Now when you run this, the answer you get back is found zero series and here my neighbor's dog has just been let out.
So I have a dog that can't just like a blooming mornadry around here. Anyway, you get the answer of zero coming back and this is puzzling.
I'm digressing here into an area that we really need to look at in a bit more detail and I've said in the notes here.
These are the sort of things that can catch you out in bash and you can puzzle and scratch your head over them for ages.
And I'm just mentioning this one here but I do intend to do some sort of list of bash gotchas in the future.
But the reason you get back the answer of zero is because the while loop runs in its own process in this particular example.
So count is set to zero outside the while. The while merely adds one to something called count internally and then after the loop is done, we look at the count we originally set to zero and it's still zero.
That's because the count which is being incremented in the while loop is a different variable because it's in a separate process and bash doesn't share these things between processes.
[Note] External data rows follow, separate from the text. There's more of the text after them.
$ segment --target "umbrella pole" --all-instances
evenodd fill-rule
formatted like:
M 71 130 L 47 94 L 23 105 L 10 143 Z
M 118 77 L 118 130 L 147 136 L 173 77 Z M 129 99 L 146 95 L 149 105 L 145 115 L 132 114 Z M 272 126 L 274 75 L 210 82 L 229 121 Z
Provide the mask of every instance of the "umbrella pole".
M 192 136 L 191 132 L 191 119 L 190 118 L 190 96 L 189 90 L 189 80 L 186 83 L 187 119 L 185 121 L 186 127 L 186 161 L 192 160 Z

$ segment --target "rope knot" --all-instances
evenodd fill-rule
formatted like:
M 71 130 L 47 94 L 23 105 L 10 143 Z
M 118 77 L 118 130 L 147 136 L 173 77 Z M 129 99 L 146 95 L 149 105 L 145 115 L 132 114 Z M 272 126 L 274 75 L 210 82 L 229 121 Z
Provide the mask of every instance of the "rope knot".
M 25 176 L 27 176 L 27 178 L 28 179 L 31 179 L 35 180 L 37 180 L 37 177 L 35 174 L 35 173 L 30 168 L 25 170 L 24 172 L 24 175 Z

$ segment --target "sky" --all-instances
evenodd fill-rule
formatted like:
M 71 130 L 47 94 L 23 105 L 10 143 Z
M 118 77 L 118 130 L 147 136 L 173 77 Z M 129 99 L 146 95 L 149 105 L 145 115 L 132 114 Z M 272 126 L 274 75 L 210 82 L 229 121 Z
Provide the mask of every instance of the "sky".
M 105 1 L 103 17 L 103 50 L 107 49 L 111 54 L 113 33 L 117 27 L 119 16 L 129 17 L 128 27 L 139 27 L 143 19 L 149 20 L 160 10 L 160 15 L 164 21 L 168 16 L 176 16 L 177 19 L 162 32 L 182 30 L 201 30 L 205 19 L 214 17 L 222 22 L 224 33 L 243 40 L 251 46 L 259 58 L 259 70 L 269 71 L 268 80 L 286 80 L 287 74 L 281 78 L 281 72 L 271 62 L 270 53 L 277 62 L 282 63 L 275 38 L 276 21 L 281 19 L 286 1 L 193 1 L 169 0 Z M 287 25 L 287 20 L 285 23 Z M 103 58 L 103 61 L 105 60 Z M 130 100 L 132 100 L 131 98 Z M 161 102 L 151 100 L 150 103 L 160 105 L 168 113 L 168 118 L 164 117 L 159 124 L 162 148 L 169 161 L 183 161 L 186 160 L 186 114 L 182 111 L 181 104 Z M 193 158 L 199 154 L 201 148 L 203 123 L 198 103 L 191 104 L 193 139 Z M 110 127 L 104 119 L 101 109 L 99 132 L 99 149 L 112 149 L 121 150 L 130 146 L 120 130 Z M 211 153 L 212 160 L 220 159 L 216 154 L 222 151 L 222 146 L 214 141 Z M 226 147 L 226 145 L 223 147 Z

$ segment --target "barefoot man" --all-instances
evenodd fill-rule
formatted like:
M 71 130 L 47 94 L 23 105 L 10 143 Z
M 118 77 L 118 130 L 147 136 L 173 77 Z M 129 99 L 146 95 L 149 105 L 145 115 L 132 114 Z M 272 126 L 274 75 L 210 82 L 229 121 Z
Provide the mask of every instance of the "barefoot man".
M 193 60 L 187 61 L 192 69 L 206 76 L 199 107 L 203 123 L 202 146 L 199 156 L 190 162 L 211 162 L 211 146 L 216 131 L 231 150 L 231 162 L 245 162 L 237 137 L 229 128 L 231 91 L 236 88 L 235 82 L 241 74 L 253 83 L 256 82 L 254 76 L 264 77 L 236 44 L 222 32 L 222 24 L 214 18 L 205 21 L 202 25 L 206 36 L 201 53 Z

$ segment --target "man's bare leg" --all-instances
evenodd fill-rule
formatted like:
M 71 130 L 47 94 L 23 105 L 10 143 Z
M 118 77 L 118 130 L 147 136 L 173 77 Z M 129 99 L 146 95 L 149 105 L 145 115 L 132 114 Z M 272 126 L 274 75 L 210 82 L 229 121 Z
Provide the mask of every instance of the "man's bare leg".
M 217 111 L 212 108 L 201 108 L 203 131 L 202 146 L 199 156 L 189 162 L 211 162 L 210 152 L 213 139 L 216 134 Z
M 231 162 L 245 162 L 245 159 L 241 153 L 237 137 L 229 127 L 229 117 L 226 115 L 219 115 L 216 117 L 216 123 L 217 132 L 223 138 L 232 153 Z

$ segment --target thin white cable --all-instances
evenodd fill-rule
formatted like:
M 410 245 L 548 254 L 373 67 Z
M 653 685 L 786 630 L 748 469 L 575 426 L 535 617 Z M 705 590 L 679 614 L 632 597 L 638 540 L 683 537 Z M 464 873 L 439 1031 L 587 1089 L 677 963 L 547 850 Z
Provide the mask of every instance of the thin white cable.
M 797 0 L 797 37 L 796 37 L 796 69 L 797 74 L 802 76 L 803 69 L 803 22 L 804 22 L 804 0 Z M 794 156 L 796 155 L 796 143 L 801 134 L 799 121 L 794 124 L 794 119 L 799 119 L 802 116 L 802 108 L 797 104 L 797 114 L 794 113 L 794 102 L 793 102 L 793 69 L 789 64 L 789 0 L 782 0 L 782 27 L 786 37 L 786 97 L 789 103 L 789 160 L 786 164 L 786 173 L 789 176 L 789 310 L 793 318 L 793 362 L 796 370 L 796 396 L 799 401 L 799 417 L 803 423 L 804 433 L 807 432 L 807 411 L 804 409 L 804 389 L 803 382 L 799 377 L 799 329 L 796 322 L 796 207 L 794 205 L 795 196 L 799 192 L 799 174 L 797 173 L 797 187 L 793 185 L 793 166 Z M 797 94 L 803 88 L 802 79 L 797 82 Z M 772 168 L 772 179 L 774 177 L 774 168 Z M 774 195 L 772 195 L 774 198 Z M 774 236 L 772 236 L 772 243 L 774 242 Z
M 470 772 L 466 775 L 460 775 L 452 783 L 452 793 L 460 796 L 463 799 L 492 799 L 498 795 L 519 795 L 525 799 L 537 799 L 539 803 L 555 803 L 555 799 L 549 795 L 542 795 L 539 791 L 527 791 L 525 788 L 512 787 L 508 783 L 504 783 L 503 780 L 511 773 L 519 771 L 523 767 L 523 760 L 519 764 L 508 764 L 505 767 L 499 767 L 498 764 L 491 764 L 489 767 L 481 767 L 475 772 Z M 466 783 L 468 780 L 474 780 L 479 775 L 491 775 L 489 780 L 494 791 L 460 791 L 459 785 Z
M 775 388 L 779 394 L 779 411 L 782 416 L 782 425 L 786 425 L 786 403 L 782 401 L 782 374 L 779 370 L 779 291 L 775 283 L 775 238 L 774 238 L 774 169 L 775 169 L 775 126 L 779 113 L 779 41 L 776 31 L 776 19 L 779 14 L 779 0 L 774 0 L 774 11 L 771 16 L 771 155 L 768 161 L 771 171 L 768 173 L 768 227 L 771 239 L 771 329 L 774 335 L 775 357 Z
Unlike if you used to other languages then doing something akin to this would be perfectly valid because it would be the same scope but a bash is not a programming language even though it looks quite like it.
It's a scripting language and it has its own foibles.
Okay, so that's a lot of waffle. The subject you may not be interested in. I hope it wasn't too boring.
So I'm going to go on to another bit of waffle probably about the final subject here in this episode which is word splitting.
So I've said in the notes it's important to understand this because it's a quite important component of how bash works.
And if you don't fully get this or at least you don't know that there are pitfalls, potential pitfalls here then you can sometimes trip over yourself when you're writing things in bash.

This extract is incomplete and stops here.